As COVID-19 lab leak theory looks feasible China's animal theory argument collapses
May 31, 2021
Washington [US], May 31 : The theory that COVID-19 originated in Wuhan lab in China has gained strength while Beijing's claim of coronavirus being transmitted through an animal has failed to convince the world.
According to New York Post, the former head of the Food and Drug Administration Sunday (local time) said that the argument for COVID-19 originating in a lab has grown -- while the animal source origin theory has "contracted."
"The side of the ledger that suggests that this could have come out of a lab has continued to expand, and the side of the ledger that suggests this has come from of a zoonotic source, come out of nature, really hasn't budged, and if anything you can argue that that side of the ledger has contracted," Dr Scott Gottlieb said.
"We've done an exhaustive search for this so-called intermediate host, the animal that could have been a host to this virus before it spread to human, [and] we have not found such an animal," Gottlieb, the FDA commissioner from 2017 to April 2019, explained further.
He countinues to say: "We've also fully disproven the market, the food market that was originally implicated in the outbreak as the source of the outbreak, so that side of the ledger probably has shrunken."

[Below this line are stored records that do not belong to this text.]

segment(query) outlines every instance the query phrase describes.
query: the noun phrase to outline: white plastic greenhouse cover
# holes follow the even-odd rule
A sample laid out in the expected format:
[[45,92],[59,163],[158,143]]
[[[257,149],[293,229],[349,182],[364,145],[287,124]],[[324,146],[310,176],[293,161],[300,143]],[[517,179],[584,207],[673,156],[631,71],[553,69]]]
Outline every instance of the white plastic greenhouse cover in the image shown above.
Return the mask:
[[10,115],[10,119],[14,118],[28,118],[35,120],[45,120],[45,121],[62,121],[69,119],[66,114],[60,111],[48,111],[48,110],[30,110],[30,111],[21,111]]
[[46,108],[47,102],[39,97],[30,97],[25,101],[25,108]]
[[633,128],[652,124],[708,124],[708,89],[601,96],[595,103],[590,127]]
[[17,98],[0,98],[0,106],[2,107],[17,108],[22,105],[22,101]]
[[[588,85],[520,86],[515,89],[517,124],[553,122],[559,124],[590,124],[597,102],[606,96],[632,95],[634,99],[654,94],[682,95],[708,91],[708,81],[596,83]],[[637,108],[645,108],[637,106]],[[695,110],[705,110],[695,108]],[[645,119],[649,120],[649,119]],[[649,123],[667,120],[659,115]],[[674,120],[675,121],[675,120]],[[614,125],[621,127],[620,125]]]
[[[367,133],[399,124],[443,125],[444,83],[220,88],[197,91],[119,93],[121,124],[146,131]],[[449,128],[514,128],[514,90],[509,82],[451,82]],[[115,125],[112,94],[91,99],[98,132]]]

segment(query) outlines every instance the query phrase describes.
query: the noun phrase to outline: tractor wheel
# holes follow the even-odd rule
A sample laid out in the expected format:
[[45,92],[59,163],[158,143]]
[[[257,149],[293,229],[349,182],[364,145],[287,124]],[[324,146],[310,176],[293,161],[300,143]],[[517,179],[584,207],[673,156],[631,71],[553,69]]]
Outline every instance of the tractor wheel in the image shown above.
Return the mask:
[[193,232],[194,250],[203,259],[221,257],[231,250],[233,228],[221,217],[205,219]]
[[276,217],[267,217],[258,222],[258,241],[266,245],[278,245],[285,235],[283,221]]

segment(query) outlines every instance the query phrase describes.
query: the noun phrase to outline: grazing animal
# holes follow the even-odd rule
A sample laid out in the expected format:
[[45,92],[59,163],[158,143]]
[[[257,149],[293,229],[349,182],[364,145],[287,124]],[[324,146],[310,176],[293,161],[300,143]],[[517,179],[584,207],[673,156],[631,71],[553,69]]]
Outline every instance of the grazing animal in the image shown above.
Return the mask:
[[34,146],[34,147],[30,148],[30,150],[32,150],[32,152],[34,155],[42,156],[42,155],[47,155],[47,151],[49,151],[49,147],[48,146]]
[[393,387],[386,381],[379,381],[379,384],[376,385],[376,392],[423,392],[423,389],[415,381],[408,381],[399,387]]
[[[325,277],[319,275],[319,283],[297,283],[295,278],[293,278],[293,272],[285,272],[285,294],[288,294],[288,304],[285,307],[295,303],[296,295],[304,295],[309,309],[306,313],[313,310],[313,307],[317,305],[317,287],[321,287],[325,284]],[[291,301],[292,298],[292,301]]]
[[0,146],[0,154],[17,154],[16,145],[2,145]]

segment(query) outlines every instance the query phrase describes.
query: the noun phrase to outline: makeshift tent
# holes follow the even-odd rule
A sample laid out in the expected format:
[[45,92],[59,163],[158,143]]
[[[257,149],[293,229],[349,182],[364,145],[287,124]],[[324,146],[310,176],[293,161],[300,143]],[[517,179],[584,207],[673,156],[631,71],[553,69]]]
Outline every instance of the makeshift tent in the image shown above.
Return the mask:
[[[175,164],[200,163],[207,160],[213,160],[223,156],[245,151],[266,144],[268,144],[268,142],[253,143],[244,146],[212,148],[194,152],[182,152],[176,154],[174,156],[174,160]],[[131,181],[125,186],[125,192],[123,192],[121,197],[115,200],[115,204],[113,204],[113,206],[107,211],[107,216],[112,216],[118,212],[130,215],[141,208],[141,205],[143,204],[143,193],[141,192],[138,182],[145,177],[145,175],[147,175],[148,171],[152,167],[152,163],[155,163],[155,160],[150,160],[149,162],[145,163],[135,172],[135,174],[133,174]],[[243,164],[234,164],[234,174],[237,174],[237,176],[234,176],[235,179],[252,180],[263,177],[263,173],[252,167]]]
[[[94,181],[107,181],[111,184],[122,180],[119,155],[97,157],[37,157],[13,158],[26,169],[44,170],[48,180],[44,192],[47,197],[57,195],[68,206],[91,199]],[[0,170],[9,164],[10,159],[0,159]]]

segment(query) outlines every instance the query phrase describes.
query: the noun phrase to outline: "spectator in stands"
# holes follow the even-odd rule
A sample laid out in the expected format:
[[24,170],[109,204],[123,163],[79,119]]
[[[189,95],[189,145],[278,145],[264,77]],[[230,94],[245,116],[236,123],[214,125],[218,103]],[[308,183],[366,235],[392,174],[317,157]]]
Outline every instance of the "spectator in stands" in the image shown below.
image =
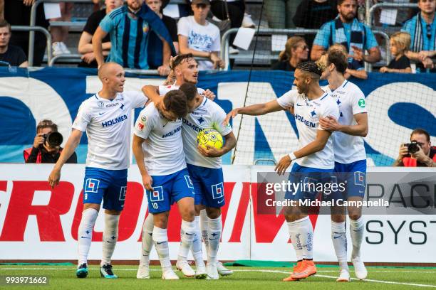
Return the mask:
[[390,53],[393,59],[387,67],[380,68],[380,72],[412,72],[410,60],[405,54],[410,46],[410,35],[407,32],[396,32],[389,41]]
[[[229,19],[231,28],[239,28],[242,26],[242,20],[244,17],[245,2],[244,0],[212,0],[210,3],[210,10],[219,19]],[[236,33],[230,36],[229,40],[230,44],[233,43],[235,36]],[[239,53],[239,50],[235,46],[230,46],[230,54]]]
[[4,19],[4,0],[0,0],[0,20]]
[[343,76],[346,79],[350,78],[350,77],[354,77],[363,80],[366,80],[368,78],[368,74],[365,70],[365,67],[362,65],[362,63],[357,61],[353,58],[348,57],[348,53],[347,53],[347,48],[343,46],[342,44],[335,43],[328,48],[328,50],[327,52],[330,52],[332,49],[336,49],[342,53],[343,53],[346,57],[348,59],[348,66],[343,74]]
[[[378,44],[370,28],[356,18],[356,0],[338,0],[339,16],[323,25],[316,33],[311,58],[316,60],[329,46],[341,43],[349,55],[362,63],[376,63],[380,59]],[[368,52],[365,55],[364,50]]]
[[11,25],[8,21],[0,20],[0,62],[27,68],[27,58],[23,50],[19,46],[9,45],[11,34]]
[[[30,25],[31,6],[35,0],[16,1],[8,0],[4,2],[4,18],[11,25],[19,25],[28,26]],[[46,19],[44,14],[44,6],[41,4],[36,9],[36,26],[45,28],[48,27],[48,21]],[[28,58],[28,32],[15,31],[11,37],[10,44],[19,46],[26,53]],[[33,42],[33,66],[41,65],[47,41],[46,36],[41,32],[35,33],[35,41]]]
[[[410,50],[406,53],[409,59],[420,62],[417,71],[435,68],[432,58],[436,56],[435,0],[419,0],[420,11],[408,21],[403,28],[410,34]],[[436,69],[432,72],[436,72]]]
[[[398,157],[393,166],[436,167],[436,146],[432,146],[427,131],[422,129],[413,130],[410,134],[410,142],[409,144],[412,144],[412,146],[408,144],[400,146]],[[414,149],[417,151],[415,151]]]
[[[56,163],[63,149],[60,146],[52,146],[47,140],[47,136],[57,131],[58,126],[51,120],[45,119],[38,123],[33,146],[24,151],[24,161],[36,163]],[[77,163],[76,152],[73,153],[66,163]]]
[[274,63],[273,70],[294,71],[299,63],[307,60],[308,46],[301,36],[292,36],[288,38],[285,50],[280,52],[279,61]]
[[[179,53],[179,38],[177,36],[177,23],[176,21],[171,17],[163,15],[162,0],[145,0],[145,4],[148,5],[148,7],[150,7],[153,12],[157,14],[160,19],[162,19],[165,27],[168,29],[168,32],[170,32],[176,53]],[[162,42],[159,41],[159,36],[152,31],[151,31],[150,38],[150,41],[155,42],[156,43],[162,43]],[[162,48],[157,46],[152,50],[148,50],[148,64],[150,68],[156,69],[162,63],[163,55],[162,52]]]
[[[51,21],[71,21],[71,11],[73,10],[73,3],[61,2],[59,7],[61,9],[61,17],[58,18],[50,19]],[[53,44],[51,48],[53,50],[53,55],[56,56],[60,54],[71,54],[71,52],[66,47],[65,41],[68,36],[69,26],[50,26],[50,33],[51,33],[51,39]]]
[[[78,52],[81,53],[82,62],[78,66],[81,68],[97,68],[97,61],[95,61],[95,55],[93,50],[93,44],[91,41],[93,36],[97,30],[100,22],[103,18],[113,9],[120,7],[123,5],[123,0],[105,0],[105,5],[106,8],[93,12],[86,21],[86,24],[83,27],[83,31],[81,36],[78,44]],[[102,48],[104,56],[108,56],[110,52],[110,38],[107,35],[103,39]]]
[[94,33],[93,48],[98,66],[104,62],[102,41],[110,33],[110,61],[124,68],[149,69],[147,51],[157,45],[150,41],[150,31],[152,30],[160,36],[159,41],[162,43],[163,60],[157,70],[161,75],[167,75],[170,58],[172,53],[175,55],[168,30],[159,16],[144,4],[144,0],[126,2],[106,15]]
[[194,16],[182,17],[177,25],[180,53],[209,58],[211,62],[198,62],[200,70],[224,68],[224,63],[218,56],[221,49],[219,29],[206,20],[210,10],[209,1],[193,0],[191,8]]
[[[303,0],[297,7],[292,20],[296,26],[306,29],[319,29],[326,22],[338,15],[336,0]],[[312,46],[314,34],[304,38],[309,47]]]
[[264,0],[265,14],[271,28],[295,28],[292,21],[301,0]]

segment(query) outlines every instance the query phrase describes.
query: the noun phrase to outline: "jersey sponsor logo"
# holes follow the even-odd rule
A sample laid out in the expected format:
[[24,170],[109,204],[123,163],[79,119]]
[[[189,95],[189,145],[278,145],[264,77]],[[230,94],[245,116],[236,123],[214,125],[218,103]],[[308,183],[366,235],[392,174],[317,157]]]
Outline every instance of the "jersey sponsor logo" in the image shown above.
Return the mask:
[[87,178],[85,181],[85,192],[95,193],[98,190],[100,181],[95,178]]
[[125,192],[127,190],[127,186],[121,186],[120,188],[120,200],[125,200]]
[[150,193],[150,201],[152,203],[164,200],[163,188],[162,186],[155,186],[153,188],[153,191],[147,191]]
[[222,182],[212,186],[212,198],[218,199],[224,197],[224,184]]
[[194,124],[191,123],[190,122],[189,122],[188,120],[187,120],[185,118],[183,118],[182,121],[183,122],[183,124],[185,124],[185,125],[189,126],[190,127],[194,129],[194,131],[199,132],[202,130],[202,128],[199,127],[198,126],[197,126]]
[[115,118],[112,120],[103,122],[101,123],[101,126],[104,128],[105,127],[110,127],[112,125],[115,125],[115,124],[121,123],[123,121],[127,119],[127,115],[120,116],[118,118]]
[[188,188],[194,188],[194,183],[192,183],[192,181],[191,180],[191,176],[184,176],[185,181],[186,181],[186,184]]
[[116,107],[119,103],[113,103],[113,104],[106,104],[107,108],[110,108],[110,107]]
[[300,121],[301,122],[303,123],[306,126],[311,127],[311,128],[315,128],[316,127],[316,124],[313,123],[313,122],[310,122],[306,120],[306,119],[304,119],[303,117],[300,116],[298,114],[296,114],[295,115],[295,119]]
[[165,134],[165,135],[162,135],[162,138],[167,138],[167,137],[169,137],[170,136],[172,136],[177,132],[178,132],[179,131],[180,131],[181,129],[182,129],[182,126],[179,126],[178,127],[171,131],[170,132],[168,132]]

The Chinese government could provide "exculpatory" evidence showing the virus that caused the pandemic didn't leak from a lab in Wuhan, but they've yet to do so, Gottlieb said.
"They could provide the blood samples from those who worked in the lab in Wuhan, they've refused to do that, they could provide the source strains, some of the original strains, they've refused to do that, they could provide access to some of the early samples that we can sequences, they can provide an inventory of what was in the lab [at] The Wuhan Institute of Virology, the lab that has been implicated in a potential lab leak, they have refused to do that," he said.
If the theory was determined by experts to be probable, the development could lead to heightened safety measures in labs where people conduct research on viruses, he said.
"It's important to understand what the possibility is that this came out of a lab, so we can focus more international attention on trying to get better inventories about these labs, better security, make sure they're properly built," said Gottlieb.
But when it comes to knowing how to handle the spread of the virus, Gottlieb said knowing whether it started in a lab or in from animals wouldn't change much.
Meanwhile, WHO team investigating the origins of COVID-19 in China found no evidence that the virus leaked from the Wuhan lab.
Last week, the Biden administration pushed China for a further probe into a possible leak from the Wuhan lab. However, China state media rejected the idea that COVID-19 had originated there and said that it is "a conspiracy created by US intelligence agencies", reported New York Times Post.